Here’s my summary of the book and how it can be applied to investing:
We crave anticipatory joy. Most investors are return chasers and buy what they wish they bought years ago. Sophisticated institutions are no different. They’re quick to hire managers that have recently outperformed and fire those that have recently underperformed. Short-term thinking is a bad way to manage a long-term plan.
The biggest myth of success is that we have to sacrifice short-term happiness for long-term fulfillment. The book’s main premise is that happiness leads to success, not vice versa. Happiness is a precursor to success and brings out the best in us psychologically (better mood = better day), socially (people like happy people), and physically (positive emotions increase cardiovascular health).
Stress ≠ success. Chronic stress damages our health, relationships, and work quality. Work just for the sake of it isn’t a productive use of time. This is especially true in a domain like investing where performance isn’t a direct function of effort spent on research.
Lower stress by exercising, taking a walk, or slowing down your breathing. Slow breathing activates the vagus nerve and quiets our fight-or-flight response. Stressed investors imagine patterns that don’t exist and are in a poor mental state to make important decisions.
Most of us don’t have physically demanding jobs but we’re exhausted after work. Knowledge work requires self-control over our mental focus.
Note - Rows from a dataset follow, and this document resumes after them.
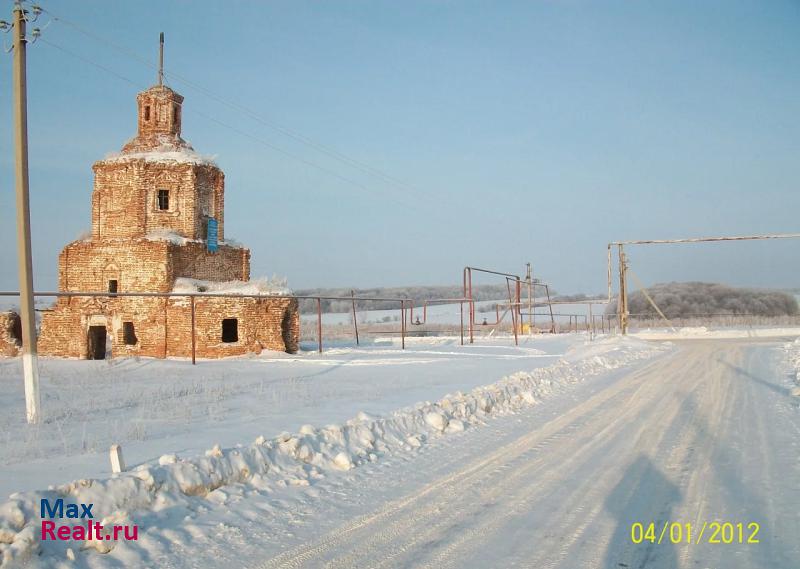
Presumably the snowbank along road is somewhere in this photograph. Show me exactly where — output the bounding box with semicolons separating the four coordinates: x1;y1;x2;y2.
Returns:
261;340;800;569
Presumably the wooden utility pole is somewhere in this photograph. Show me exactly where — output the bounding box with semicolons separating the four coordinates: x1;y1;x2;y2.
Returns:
617;245;628;334
13;2;41;424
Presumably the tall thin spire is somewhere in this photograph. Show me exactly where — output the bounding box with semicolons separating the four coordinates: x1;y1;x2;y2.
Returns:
158;32;164;86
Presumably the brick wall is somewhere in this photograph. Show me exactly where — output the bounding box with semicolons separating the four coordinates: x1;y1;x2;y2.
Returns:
58;239;250;292
92;158;225;241
39;297;300;358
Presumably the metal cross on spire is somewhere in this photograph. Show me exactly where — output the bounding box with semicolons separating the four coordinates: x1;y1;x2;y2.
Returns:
158;32;164;87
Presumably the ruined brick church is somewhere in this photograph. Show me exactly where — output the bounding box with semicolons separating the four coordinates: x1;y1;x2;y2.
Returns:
31;75;300;359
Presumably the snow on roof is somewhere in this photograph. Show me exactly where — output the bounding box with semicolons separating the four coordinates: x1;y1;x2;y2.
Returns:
103;144;217;166
145;229;245;249
172;276;292;296
145;229;200;245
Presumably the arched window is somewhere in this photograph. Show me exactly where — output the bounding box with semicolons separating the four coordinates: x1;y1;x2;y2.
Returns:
158;190;169;211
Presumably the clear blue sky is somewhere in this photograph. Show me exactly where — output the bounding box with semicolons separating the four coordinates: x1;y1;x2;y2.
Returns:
0;0;800;292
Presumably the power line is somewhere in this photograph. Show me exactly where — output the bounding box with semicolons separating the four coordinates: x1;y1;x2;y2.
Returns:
44;5;430;199
39;38;420;212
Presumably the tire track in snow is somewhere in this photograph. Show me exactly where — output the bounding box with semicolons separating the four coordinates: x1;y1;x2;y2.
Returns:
262;352;680;569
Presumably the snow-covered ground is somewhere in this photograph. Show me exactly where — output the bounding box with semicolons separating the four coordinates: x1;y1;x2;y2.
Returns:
0;336;584;496
0;335;666;567
630;326;800;340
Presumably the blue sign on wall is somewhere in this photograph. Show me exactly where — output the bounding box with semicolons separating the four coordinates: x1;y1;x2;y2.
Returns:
206;217;219;253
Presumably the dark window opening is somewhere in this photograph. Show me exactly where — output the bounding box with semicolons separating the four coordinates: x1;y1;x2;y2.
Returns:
158;190;169;211
122;322;139;346
222;318;239;344
86;326;106;360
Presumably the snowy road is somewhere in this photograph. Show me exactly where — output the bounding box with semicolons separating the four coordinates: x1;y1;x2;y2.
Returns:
256;341;800;569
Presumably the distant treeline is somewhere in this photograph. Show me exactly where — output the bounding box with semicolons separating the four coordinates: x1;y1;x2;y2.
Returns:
295;284;524;314
606;282;798;318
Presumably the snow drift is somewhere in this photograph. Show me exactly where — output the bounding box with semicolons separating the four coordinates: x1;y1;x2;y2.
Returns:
0;338;668;567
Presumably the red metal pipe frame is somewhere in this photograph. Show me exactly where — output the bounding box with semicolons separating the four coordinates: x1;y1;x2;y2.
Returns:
317;298;322;354
400;300;406;350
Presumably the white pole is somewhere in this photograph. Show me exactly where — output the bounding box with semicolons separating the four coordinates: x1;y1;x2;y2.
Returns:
13;3;41;424
109;445;125;474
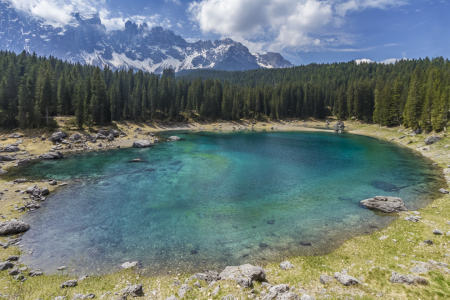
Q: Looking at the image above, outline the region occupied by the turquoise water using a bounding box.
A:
[13,132,442,274]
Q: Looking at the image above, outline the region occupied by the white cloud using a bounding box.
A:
[188,0,407,51]
[164,0,181,5]
[7,0,100,26]
[336,0,408,16]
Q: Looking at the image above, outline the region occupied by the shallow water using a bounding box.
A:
[13,132,442,274]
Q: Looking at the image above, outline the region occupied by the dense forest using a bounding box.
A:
[0,51,450,131]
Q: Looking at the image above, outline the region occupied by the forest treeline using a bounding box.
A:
[0,51,450,131]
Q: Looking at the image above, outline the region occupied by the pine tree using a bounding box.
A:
[404,67,423,129]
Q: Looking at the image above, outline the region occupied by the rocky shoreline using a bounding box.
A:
[0,123,450,300]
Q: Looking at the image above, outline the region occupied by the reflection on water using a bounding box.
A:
[9,132,442,274]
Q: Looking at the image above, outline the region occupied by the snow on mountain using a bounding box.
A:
[0,0,292,73]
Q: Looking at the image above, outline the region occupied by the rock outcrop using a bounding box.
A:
[39,151,64,159]
[133,140,153,148]
[390,272,428,285]
[334,272,361,286]
[0,219,30,235]
[360,196,408,213]
[120,284,144,297]
[48,131,67,142]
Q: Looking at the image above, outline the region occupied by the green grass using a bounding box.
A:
[0,122,450,300]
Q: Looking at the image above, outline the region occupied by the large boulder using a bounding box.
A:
[3,145,20,152]
[280,261,294,270]
[69,132,81,141]
[109,129,120,137]
[334,272,361,286]
[133,140,153,148]
[25,185,41,196]
[39,151,64,159]
[360,196,408,213]
[239,264,266,281]
[97,129,109,136]
[0,261,14,271]
[0,220,30,235]
[0,155,15,161]
[48,131,67,142]
[333,121,345,131]
[9,132,22,139]
[424,135,442,145]
[390,272,428,285]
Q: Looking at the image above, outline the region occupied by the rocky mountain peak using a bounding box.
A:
[0,2,292,73]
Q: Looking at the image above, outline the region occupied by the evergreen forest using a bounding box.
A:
[0,51,450,131]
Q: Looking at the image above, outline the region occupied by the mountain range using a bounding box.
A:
[0,1,293,73]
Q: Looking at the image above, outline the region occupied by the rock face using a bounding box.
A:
[390,272,428,285]
[280,261,294,270]
[0,220,30,235]
[121,284,144,297]
[334,272,361,286]
[133,140,153,148]
[360,196,408,213]
[333,121,345,131]
[424,135,442,145]
[48,131,67,142]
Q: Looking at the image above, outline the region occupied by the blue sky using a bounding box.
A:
[1,0,450,65]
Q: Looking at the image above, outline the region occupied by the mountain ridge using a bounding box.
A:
[0,1,293,73]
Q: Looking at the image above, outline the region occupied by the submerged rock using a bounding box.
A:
[3,145,20,152]
[120,284,144,297]
[178,284,193,297]
[370,180,401,192]
[333,121,345,131]
[0,220,30,235]
[133,140,153,148]
[360,196,408,213]
[120,261,139,269]
[439,188,450,194]
[39,151,64,159]
[0,155,16,161]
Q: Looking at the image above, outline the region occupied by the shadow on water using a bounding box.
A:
[10,132,443,274]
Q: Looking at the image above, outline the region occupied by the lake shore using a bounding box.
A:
[0,121,450,299]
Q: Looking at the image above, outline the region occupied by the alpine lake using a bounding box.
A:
[6,131,444,275]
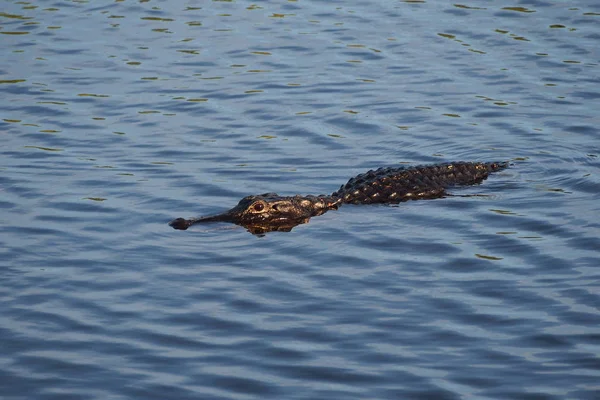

Self-control is like a muscle and gets worn out the more we use it. Put yourself in an environment so you don’t have to use it as much: set your phone to do not disturb, block social media sites, or use noise-cancelling earbuds.
Self-belief separates those who thrive from those who get demoralized when life gets hard. Failure is success in progress. A “woe is me” attitude is a surefire way to never live up to your potential.
An inflated self-esteem makes you vulnerable to future adversity. Narcissism and recent success typically blind you to your weaknesses. The current market is particularly prone to this as analyst and investor expectations are elevated.
Doing nothing is sometimes better than doing something. Technology lets us spend every waking minute focused on something. Overtrading is a big issue for investors and Fidelity found that its top performing accounts were owned by clients that were either dead or never logged in.
Overall, I enjoyed the book and recommend it if you’re interested in behavioral finance.